One of the most important things you can do right now is not to curtail your dissent out of fear of retaliation. Please consider reading my article, “The Two Essential Strategies to Reducing Trump's Power,” especially the second part, where I discuss this in more detail.
Are you seeing any substantial signs that the once Grand Ol’ Party at the national level is realizing the destruction Trump is wreaking on the nation, and whether they're willing to take action?
(Matt) Do they see the destruction? Yes—many do. Are they willing to take action? Not yet. Leaving aside those who are on board and applaud what Trump is doing, there are plenty of Republicans who understand the peril they are creating but—as Lisa Murkowski told a constituent in a moment of candor—they’re afraid of him. The best way to change that is to put Republicans in political peril—which we can do by crushing the midterms. That means winning a large House majority, taking back the Senate, and winning state offices in every region of the country. Republicans would realize that MAGA is not the meal ticket it once was, and that attaching themselves to Trump risks political oblivion in 2028. Given how rapidly Trump has lost the country, coupled with his inability to change course, this is a real possibility. But Democrats and progressive groups have to work to make it happen.
Are there any potential Democratic candidates who could win the presidency AND turn things around?
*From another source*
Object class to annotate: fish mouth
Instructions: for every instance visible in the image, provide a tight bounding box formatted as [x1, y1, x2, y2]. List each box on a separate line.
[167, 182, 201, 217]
Is there anything we can be doing now to start the process?
Why aren’t we hearing from our Democratic leadership presenting the best plans for the future AND loudly speaking out in rebuttal to all the law-breaking antics of the Trump administration?
(Matt) These two questions are related, so I will try to answer them together. I believe a leader will surface when the time comes. If you take the perspective that moments create leaders, then we are living at a time that is ripe for the emergence of someone to carry us past the tragedies of MAGA governance and rebuild our democracy for the twenty-first century.
I know it can be frustrating to be leaderless at this moment, but that is a function of being out of power and not having a national platform. I do think that congressional Democrats could speak out more on a daily basis to counter the words and actions emanating from the administration, and we are starting to see a more aggressive posture (the above example of Gavin Newsom’s response to the Texas gerrymander is a good example). But even that is different than having a single national leader advocating a clear alternative to Trump.
We will have a voice and a platform once we have a nominee-apparent for the 2028 presidential election. Before that, we will have an opportunity to debate future plans as the candidates jockey for position. We are likely to hear a range of ideas as the candidates look to distinguish themselves from one another, including aggressive proposals that wouldn’t have survived previous primary contests. If the party base responds enthusiastically to a bold vision articulated by an exciting candidate (and I suspect that’s where the base will land after everything we’re going through), expect the candidate advocating it to catch fire and rise above the rest of the field.
I can’t say who that might be because I don’t know. Nobody does. It could be someone unexpected—someone who doesn’t have a particularly high profile right now. Lincoln wasn’t the favorite going into the 1860 Republican Convention, and the patrician FDR was an unlikely choice to create a social welfare state. I expect it to be that kind of election, where whoever takes the baton can ask for a mandate, win the presidency, and do the arduous work of turning things around.